I fattori di rischio metabolici sono caratteristiche o condizioni che aumentano la probabilità di sviluppare diabete mellito e malattie cardiovascolari. Tra questi ci sono:
- Obesità
- Resistenza all'insulina (quando il corpo non risponde bene all'insulina, l'ormone che regola lo zucchero nel sangue)
- Ipertensione (pressione alta)
- Dislipidemia (alterazioni dei grassi nel sangue)
Come sono stati studiati i meccanismi biologici?
Per capire meglio cosa succede nel corpo, i ricercatori hanno misurato nel sangue di due gruppi di persone (oltre 1.700 in totale) la quantità di 45 sostanze chiamate metaboliti. Queste sostanze sono coinvolte nel metabolismo, cioè nei processi chimici che mantengono in funzione il nostro organismo.
Quali metaboliti sono stati collegati al rischio metabolico?
È stato osservato che i fattori di rischio metabolici sono associati a diversi metaboliti, tra cui:
- Aminoacidi a catena ramificata (un tipo di mattoncini delle proteine)
- Altri aminoacidi idrofobi (aminoacidi che non si mescolano facilmente con l'acqua)
- Prodotti di degradazione del triptofano (sostanze derivanti dalla trasformazione di un aminoacido chiamato triptofano)
- Alcuni metaboliti di nucleotidi (componenti importanti per il DNA e l'energia delle cellule)
Il ruolo della glutammina e del glutammato
Un aspetto importante riguarda due metaboliti chiamati glutammina e glutammato. Nel gruppo di studio più grande, è stata trovata una forte relazione tra la resistenza all'insulina e i livelli di queste sostanze nel sangue. In particolare:
- Un livello più alto di glutammina rispetto al glutammato è collegato a un minor rischio di sviluppare diabete.
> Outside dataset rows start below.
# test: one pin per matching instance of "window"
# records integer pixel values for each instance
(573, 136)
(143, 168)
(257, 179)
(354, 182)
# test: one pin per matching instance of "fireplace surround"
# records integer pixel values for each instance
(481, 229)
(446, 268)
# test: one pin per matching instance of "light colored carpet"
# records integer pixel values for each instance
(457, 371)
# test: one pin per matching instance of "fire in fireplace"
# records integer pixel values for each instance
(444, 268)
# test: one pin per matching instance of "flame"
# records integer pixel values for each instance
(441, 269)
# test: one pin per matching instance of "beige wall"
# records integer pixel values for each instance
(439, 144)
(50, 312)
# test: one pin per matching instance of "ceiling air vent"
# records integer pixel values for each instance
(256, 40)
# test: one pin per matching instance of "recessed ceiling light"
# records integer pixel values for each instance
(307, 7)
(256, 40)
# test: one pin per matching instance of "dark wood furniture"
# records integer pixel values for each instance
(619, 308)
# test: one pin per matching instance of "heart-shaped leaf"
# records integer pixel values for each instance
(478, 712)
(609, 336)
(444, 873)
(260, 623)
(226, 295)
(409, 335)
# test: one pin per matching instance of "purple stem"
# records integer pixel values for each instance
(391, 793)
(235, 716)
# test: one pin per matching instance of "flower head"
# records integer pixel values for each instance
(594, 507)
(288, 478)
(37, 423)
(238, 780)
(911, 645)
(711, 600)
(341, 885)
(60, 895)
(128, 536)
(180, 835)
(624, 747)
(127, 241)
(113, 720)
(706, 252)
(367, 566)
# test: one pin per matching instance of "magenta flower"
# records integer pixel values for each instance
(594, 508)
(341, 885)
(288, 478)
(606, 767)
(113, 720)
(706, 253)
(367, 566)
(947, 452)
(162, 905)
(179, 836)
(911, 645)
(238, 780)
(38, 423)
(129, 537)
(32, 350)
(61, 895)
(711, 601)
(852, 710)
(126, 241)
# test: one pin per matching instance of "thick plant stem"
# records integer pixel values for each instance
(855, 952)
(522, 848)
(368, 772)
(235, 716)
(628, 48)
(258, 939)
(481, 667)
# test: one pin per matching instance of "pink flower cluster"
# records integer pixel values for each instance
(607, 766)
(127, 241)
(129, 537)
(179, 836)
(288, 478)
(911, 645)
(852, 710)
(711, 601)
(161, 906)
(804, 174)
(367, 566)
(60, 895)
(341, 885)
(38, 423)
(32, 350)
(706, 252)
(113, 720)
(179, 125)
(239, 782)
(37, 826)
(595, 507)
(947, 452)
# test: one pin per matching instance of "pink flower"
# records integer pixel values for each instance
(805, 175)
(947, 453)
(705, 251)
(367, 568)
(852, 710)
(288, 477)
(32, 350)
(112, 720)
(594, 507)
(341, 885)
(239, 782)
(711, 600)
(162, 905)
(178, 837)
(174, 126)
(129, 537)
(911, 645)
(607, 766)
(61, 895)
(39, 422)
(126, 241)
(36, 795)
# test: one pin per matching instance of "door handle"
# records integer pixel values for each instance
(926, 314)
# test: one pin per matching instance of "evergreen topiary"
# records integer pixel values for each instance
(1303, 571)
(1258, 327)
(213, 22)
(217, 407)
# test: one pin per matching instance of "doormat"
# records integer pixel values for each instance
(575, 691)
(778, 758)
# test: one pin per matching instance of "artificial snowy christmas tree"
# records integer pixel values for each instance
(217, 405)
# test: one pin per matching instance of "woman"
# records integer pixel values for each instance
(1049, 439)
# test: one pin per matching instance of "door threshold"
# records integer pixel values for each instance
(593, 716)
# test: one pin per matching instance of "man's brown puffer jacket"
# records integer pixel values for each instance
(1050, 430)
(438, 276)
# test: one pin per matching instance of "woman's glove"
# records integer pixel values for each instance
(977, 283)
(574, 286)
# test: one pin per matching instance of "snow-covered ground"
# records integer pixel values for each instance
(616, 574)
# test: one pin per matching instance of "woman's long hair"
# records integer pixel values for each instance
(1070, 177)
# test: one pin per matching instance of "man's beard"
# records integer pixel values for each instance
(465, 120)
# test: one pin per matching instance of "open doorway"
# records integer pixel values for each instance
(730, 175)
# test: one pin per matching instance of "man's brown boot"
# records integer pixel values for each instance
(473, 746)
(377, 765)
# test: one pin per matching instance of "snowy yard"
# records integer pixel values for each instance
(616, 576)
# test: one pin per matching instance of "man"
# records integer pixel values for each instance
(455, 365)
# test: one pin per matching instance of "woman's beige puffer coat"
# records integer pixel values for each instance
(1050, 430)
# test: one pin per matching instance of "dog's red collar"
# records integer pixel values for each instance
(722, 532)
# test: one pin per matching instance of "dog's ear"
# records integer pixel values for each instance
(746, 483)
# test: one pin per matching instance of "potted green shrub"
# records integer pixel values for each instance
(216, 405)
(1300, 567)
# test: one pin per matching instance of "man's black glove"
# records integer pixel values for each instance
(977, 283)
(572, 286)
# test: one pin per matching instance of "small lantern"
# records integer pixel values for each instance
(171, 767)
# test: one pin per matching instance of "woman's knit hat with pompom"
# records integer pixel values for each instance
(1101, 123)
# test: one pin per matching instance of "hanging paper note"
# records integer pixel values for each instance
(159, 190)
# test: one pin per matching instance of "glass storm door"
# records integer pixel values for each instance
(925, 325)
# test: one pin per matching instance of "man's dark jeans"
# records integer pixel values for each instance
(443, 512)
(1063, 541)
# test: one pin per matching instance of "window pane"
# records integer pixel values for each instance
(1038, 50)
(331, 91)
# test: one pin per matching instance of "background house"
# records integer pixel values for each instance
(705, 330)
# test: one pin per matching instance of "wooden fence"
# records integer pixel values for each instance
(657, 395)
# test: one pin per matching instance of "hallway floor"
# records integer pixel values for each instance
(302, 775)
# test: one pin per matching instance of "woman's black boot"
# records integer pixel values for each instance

- Il rapporto tra glutammina e glutammato sembra importante per la salute metabolica.
Esperimenti sugli animali
In esperimenti con topi, somministrare glutammina ha portato a:
- Migliore tolleranza al glucosio (cioè una migliore capacità di gestire lo zucchero nel sangue)
- Riduzione della pressione sanguigna
Questi risultati suggeriscono che un livello più alto di glutammina rispetto al glutammato può aiutare a ridurre il rischio di problemi metabolici.
In conclusione
I fattori di rischio metabolici sono collegati a diversi metaboliti nel sangue. In particolare, un equilibrio favorevole tra glutammina e glutammato sembra proteggere contro il diabete e altri problemi metabolici. Questi studi aiutano a capire meglio i processi biologici dietro a queste malattie, anche se sono necessari ulteriori approfondimenti.